Summer is almost here and already it is hotter than nine kinds of hell. So naturally there are folks going out in this heat to play golf.
Some years ago, I put this question to a man I was interviewing, a man whose long career in business and civic life can only be described as exemplary.
As we reflected on all that he had accomplished, I asked: “Is there anything you would have done differently.”
He paused, smiled and replied: “I would have played more golf.”
That was when I asked “Why?”
And he told me.
His life had been guided by the principle that whatever you do should be done well. He was not as good at golf as he felt he should be, therefore he should have played more and gotten better.
“But why,” I pressed on, “play it in the first place?”
Well, he continued, he belonged to a country club and he figured that if his dues included use of the golf course, he should use it.
But more importantly, he found golf to be a means of measuring the people he played with, people with whom he was associated in his company and his community. “You can learn a lot about people,” he told me, “out there on the links.”
Over the years I have pondered this occasionally, usually when I see someone driving around with an expensive bag full of expensive clubs in the back of an expensive SUV (golf and big cars seem to go together).
I pondered it a while back when my son borrowed some clubs and played in a fraternity sponsored charity golf tournament. Having been told by golfers that golf was “addictive,” I was concerned that the boy might be bitten by the bug. He wasn’t. The experience seemed to convince him that golf, as Mark Twain so famously put it, is “a good walk spoiled.”

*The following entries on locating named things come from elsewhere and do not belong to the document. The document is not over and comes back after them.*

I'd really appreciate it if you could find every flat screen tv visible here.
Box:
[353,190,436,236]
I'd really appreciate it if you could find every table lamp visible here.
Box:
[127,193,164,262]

I shouldn’t have worried, for men in my family have a history of trying golf and quitting golf, with little lingering damage to mind or body.
Shortly after my father was elected to public office, some guys in the court house invited him to join them for 18 holes. He did, found it boring, and handed his odd assortment of hand-me-down-clubs over to me.
At the same time, he handed me over to the foursome he had just reduced to three.
So, it followed that during the summer between my junior and senior years in high school, my weekends were frequently interrupted when I was called upon to join the group.
And what a group it was.
In addition to me, there was a Japanese-American Methodist minister, an 80-plus year-old dentist who had to retire when he “got the shakes” (probably the early stages of Parkinson’s Disease), and my one-armed uncle (no lie, lost it in an auto accident).
It did not take me long to realize that they played together because no one else would play with them.
Golfers frequently use expletives to describe their feelings over a putt missed or a drive gone awry. A minister in the foursome tends to inhibit this important aspect of the game. Moreover, golfers like to gamble – dime a hole back then, much more now – and you know how ministers are about gambling.
The only thing that you fear more than a dentist with the shakes is a golfer with the shakes. No telling where the ball will go, if he hits it at all.
As for my one-armed uncle, watching him made it impossible to concentrate on anything else, and in golf concentration is essential. Advantage uncle.
So we teed up and began.
The Japanese-American minister bet along with the rest of us and his presence did not inhibit my uncle’s vocal explosions.
The shaking dentist was a wonder to behold, for though the club trembled as he prepared to swing, when it came down the shaking stopped and the ball flew straight and true, never far but always down the middle of the fairway. And once on the green, he took control of the putter and won his share of holes.
As for my uncle, in addition to turning the air blue with his cussing, he showed us that he was as good with one arm and the rest of us were with two – maybe better.
That summer I discovered that not all ministers were bent on making sure we lived up to some scriptural code of conduct and or chiding us if we didn’t.
I saw how will power can overcome a debilitating disease, at least for a little while.
I came to understand that a disability didn’t always disable someone.
I picked up some new cuss words.
Though I did not stick with golf, that summer I found out that yes, you can learn a lot about people out there on the links.